According to the indictment, two groups paid an amount of R4 million through 783 payments to Zuma.
FORMER president Jacob Zuma is set to appear in the Pietermaritzburg High Court on Monday on charges of racketeering, two counts of corruption and 12 counts of fraud – nine of which were for allegedly making false income tax returns.
All these are included in a 90-page indictment served on Zuma on March 23, 2018 by the prosecution.
Detailing allegations against Zuma, the State alleges that between October 25, 1995 and July 1, 2005, the Nkobi Group and Thales formed a common purpose to bribe the former president while he was MEC for Economic Affairs in the KwaZulu-Natal provincial legislature and later when he was deputy president of South Africa.
According to the indictment, the two groups paid an amount of R4 million through 783 payments to Zuma.
The State alleges that some of the scheduled payments were described in Nkobi Group documents as loans, although the treatment was inconsistent.
“The final accounting treatment of R1,137,722.48 of the total payments of R4,072,499.85 does not reflect the payments as loans. However, the scheduled payments were intended by Schabir Shaik, the Nkobi Group and the present accused as bribes.
“The funds were paid without security. This is not a usual commercial practice with banks, more specifically of a customer with Zuma’s risk profile.
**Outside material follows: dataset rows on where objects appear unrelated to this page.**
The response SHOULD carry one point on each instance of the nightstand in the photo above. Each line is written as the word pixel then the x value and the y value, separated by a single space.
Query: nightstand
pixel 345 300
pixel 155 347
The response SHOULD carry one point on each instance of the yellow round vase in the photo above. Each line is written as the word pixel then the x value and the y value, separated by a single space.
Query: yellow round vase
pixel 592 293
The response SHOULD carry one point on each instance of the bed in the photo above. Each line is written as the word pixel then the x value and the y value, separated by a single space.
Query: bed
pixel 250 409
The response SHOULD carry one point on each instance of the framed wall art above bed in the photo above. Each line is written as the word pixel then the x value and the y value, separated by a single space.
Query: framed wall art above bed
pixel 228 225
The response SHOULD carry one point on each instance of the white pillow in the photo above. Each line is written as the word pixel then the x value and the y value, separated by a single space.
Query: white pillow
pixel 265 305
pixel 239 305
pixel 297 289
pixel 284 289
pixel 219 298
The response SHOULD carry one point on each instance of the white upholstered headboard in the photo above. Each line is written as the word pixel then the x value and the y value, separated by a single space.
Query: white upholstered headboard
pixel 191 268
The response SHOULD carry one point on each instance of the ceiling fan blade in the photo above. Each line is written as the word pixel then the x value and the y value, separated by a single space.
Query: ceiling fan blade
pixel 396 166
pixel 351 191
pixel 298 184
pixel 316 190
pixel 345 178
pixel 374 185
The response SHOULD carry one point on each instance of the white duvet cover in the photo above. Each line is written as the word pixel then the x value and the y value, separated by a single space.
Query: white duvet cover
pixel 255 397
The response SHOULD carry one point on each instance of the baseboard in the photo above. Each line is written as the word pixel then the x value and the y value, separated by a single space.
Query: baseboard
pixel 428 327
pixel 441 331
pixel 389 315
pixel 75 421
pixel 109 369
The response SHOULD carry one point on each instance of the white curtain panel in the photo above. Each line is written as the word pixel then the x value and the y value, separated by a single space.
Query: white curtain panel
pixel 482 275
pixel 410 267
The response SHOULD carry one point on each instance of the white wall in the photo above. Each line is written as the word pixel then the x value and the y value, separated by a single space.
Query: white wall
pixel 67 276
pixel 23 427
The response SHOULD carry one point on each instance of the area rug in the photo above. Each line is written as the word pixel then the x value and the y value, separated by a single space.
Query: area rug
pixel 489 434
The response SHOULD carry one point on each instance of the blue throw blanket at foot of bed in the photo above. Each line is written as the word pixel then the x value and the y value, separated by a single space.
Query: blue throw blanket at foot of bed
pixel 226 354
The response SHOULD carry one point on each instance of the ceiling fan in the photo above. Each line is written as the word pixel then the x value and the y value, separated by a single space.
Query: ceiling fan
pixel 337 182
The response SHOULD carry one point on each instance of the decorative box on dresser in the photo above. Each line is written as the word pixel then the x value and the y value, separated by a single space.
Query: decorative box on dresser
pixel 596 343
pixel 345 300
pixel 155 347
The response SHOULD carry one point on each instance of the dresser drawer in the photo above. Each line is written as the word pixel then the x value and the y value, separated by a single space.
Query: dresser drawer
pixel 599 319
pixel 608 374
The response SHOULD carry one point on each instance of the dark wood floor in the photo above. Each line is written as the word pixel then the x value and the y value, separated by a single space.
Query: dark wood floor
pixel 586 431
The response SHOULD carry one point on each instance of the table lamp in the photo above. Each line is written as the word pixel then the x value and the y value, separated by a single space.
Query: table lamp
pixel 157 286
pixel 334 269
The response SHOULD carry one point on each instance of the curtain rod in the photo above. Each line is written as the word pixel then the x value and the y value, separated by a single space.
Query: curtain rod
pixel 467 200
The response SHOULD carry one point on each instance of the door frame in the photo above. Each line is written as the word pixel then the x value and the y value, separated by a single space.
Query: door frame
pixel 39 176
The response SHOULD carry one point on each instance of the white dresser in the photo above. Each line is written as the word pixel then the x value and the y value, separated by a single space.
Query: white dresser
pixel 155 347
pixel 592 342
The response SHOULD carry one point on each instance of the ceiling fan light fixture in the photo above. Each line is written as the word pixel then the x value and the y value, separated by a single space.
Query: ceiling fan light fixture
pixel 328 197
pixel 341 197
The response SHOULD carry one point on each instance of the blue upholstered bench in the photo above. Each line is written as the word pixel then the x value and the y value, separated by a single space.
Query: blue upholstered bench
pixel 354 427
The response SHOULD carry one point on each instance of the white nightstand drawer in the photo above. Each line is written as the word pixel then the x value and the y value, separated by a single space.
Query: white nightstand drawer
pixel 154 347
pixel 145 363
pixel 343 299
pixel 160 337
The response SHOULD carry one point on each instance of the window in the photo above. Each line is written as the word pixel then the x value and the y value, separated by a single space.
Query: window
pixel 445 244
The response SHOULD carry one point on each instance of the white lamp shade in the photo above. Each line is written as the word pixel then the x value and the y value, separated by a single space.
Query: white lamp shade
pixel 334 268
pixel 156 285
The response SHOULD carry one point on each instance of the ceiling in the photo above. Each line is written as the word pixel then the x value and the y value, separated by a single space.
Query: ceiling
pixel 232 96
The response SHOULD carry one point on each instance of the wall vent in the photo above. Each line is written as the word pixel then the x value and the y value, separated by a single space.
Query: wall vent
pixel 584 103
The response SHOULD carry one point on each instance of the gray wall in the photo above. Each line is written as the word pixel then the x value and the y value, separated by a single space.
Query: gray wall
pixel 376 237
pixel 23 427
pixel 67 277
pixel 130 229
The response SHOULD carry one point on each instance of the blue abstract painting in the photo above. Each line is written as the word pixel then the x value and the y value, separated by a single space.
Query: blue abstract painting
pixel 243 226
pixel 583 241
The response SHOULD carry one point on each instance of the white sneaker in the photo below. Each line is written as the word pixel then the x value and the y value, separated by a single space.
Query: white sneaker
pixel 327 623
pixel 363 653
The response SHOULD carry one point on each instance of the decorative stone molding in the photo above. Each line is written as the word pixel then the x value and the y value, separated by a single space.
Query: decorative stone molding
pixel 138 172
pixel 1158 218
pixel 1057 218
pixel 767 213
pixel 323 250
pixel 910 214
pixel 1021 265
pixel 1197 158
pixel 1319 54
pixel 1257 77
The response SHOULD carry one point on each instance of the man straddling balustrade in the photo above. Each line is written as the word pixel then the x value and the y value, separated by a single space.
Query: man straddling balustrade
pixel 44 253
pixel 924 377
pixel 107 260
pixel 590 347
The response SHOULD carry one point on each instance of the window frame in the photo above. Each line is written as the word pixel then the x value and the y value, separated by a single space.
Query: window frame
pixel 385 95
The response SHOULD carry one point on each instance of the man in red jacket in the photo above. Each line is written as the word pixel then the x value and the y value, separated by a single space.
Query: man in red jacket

This accordingly constitutes a benefit,” the State alleges.
Contesting claims that the monies were loans given to Zuma, the State is expected to argue that the Nkobi Group made no effort to recover any of the payments from Zuma.
“This failure to demand repayment is itself a benefit to Zuma. Shaik did not intend to enforce the terms of the ’loan’ and neither has he done so. This is a benefit,” the indictment alleges.
The prosecution alleges that the initial payments were made to Zuma while he was MEC for Economic Affairs in the KwaZulu-Natal provincial legislature.
According to the charge sheet, South Africa’s interim Constitution and final Constitution imposed certain duties upon Zuma by virtue of his office as an MEC of a province.
“In terms of Section 149 of the interim Constitution, Zuma may not have taken up any other paid employment, engaged in any activities inconsistent with his membership of the executive council, or exposed himself to any situation which carried with it the risk of a conflict between his responsibilities as a member of the executive council and his private interest; or used his position as MEC to enrich himself or any other person.”
The State also alleges that the Constitution also barred him from gaining additional income.